Eklund et al. (2016), p. 3; http://www.pnas.org/cgi/doi/10.1073/pnas.1602413113

Local and global correlation patterns are intertwined

The first assumption is incorrect as you can see in the figure. I also put the images next to the results of the presidential election for Ohio split by county. The data is provided by CNN, an awesome collection of results you should check out. The Ohio map nicely illustrates the differences between urban and rural country that is evident throughout the US: Hilary won the urban parts of Ohio whereas Trump won the rural parts. Athens County is an outlier, but the home of Ohio University is known to be a Democratic stronghold much like other counties with big state universities (another error term one might consider). At the bottom of the figure, you can see that spatial smoothness differs considerably throughout the brain. Much like population density hints at voters’ preference at the level of the county, smoothness in fMRI data is heavily influenced by gray matter density or anatomy in general. The challenge for prediction becomes clear at this point. If I had to predict the result of a county in Ohio, I would say: “Trump!”, and do well. However, if I had the additional information that it is an urban county, the expectation from other observed urban counties might convince me to say: “Hillary!” regardless of the neighboring evidence in favor of Trump. However, current fMRI analyses do not really capture the intertwined nature of local and global contributions yet, which likely contributes to the “cluster failure” phenomenon.


Long-range autocorrelations: from coast to coast

The second reason for cluster failure is that the spatial autocorrelation function does not follow the simple assumed shape. In general, one would expect that autocorrelation decreases with increasing distance between the voxels. However, there is a systematic deviation of the assumed decrease of spatial correlations (a squared exponential) and the observed function, which has heavier tails than predicted. In other words, there is a markedly stronger spatial autocorrelation for long distances in the brain. This observation could partly be due to a scanner artifact because it is also seen when phantoms, not brains are being scanned as Eklund et al. pointed out.

Nevertheless, spatial autocorrelation may also arise from long-range structural and functional connections within brain networks. For example, the default mode of the brain spans quite a distance in the brain and shared signaling dynamics within spatially distributed brain networks might violate the independence assumptions of distant voxels in the brain. In my understanding, this resembles the case of the election models that struggled to predict the outcome of the presidential election because they did not model error terms across states correctly. When you look at the election results, for example, it is fair to hypothesize that the East Coast and West Coast share a common bias that is not attributable to spatial proximity. Hence, if you fail to model the potential interdependence of errors, an unexpected ensemble of shared outcomes might strike you by surprise.

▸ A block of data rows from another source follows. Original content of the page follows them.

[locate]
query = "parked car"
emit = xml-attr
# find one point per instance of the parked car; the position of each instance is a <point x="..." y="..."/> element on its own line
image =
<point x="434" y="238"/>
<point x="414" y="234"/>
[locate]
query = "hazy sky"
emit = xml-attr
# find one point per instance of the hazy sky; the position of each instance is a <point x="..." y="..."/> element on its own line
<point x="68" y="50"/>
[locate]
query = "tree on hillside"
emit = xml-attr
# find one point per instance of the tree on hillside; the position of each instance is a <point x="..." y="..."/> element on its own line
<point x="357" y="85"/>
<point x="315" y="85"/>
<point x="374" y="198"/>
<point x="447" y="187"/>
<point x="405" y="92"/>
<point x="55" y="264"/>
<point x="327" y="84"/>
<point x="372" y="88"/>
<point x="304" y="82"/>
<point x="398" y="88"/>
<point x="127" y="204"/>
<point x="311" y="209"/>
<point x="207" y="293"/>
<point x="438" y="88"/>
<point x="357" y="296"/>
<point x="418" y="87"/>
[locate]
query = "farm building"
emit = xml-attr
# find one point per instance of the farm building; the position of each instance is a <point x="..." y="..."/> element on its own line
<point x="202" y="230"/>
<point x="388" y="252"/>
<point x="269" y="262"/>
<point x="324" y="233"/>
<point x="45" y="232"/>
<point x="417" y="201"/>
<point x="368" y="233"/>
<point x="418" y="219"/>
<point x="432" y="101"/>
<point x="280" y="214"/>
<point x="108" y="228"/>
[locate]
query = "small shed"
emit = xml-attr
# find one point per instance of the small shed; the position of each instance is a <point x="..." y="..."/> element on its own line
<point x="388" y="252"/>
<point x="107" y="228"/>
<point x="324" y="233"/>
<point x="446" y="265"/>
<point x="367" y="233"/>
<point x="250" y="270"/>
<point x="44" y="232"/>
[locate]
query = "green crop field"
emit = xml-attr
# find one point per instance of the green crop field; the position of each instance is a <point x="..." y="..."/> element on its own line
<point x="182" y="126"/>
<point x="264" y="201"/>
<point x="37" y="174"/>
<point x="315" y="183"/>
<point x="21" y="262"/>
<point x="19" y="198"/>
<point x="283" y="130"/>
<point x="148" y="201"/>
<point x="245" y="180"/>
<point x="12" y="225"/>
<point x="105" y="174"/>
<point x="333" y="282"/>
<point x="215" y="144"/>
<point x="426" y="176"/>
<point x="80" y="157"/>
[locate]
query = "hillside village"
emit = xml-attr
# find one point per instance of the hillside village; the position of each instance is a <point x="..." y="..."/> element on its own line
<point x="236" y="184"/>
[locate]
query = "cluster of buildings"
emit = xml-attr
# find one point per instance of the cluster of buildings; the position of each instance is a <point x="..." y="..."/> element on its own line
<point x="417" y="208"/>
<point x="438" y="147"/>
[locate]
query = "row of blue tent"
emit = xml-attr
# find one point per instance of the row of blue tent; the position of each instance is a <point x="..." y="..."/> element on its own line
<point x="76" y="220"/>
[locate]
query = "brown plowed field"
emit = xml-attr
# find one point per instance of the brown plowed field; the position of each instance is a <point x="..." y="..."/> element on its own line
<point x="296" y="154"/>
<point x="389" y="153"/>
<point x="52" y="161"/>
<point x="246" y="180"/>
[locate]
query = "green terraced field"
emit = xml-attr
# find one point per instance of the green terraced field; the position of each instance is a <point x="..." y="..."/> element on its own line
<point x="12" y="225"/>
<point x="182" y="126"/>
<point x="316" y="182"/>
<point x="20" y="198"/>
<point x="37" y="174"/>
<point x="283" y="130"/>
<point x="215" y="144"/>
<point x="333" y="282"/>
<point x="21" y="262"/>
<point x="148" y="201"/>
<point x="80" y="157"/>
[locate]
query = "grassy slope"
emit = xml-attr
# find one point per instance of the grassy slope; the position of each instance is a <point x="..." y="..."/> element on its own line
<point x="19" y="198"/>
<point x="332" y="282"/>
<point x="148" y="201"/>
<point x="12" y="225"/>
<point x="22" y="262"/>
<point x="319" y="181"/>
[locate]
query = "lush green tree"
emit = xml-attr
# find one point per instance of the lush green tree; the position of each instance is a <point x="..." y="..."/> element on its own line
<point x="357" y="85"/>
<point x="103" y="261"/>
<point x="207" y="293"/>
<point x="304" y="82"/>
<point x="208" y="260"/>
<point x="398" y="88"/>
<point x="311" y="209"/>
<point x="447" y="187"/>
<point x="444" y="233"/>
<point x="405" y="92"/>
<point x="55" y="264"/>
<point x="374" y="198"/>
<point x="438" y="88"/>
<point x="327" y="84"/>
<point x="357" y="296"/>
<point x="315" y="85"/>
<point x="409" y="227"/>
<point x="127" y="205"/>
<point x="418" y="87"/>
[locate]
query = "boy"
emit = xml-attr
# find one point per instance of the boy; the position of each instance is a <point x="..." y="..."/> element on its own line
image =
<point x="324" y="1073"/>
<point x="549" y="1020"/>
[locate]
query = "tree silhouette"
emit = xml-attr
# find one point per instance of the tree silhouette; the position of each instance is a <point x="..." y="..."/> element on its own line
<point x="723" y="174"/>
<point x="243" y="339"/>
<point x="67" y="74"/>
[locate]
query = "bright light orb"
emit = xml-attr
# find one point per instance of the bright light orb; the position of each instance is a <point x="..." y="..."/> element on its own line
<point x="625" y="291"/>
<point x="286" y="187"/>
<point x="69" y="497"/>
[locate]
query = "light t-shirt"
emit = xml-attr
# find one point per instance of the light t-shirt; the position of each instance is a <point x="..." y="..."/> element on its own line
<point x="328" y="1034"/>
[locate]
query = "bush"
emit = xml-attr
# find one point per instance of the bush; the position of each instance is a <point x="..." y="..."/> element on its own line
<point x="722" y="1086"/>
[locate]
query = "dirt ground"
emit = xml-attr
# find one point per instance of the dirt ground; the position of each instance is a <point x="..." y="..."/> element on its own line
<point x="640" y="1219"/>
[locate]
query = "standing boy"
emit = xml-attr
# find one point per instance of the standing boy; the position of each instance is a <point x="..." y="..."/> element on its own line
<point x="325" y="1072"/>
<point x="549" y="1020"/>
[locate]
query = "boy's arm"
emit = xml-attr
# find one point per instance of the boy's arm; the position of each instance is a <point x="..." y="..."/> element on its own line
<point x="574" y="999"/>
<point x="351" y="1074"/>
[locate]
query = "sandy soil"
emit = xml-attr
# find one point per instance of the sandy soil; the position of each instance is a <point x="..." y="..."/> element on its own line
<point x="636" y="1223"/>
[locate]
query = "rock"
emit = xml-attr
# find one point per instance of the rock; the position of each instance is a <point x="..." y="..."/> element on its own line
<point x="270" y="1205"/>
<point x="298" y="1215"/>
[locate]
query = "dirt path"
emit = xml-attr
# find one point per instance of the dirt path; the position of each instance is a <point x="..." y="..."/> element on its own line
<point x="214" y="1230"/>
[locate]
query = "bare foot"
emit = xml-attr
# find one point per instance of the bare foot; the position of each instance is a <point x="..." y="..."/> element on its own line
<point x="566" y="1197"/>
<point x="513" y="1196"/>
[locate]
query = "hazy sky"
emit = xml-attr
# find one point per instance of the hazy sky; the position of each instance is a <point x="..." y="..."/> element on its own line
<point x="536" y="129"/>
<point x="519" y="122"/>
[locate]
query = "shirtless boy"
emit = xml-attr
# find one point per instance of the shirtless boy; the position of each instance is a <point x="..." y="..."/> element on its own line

Evidently, false certainty is not a good thing when it leads to a bad voter turnout on top. There are more lessons that we can take from this upset. For example, how can we as neuroscientists help in improving the prediction of behavior based on a single measure of intention? Why are point estimates deceptive at times? Stay tuned for the second part of the saga and follow neurocopiae along the trail. But for now, we can conclude that good statistical modeling is very hard, but indispensable at the same time if we want to reduce the number of shocking surprises in the future. And I don’t need another election like that to be honest.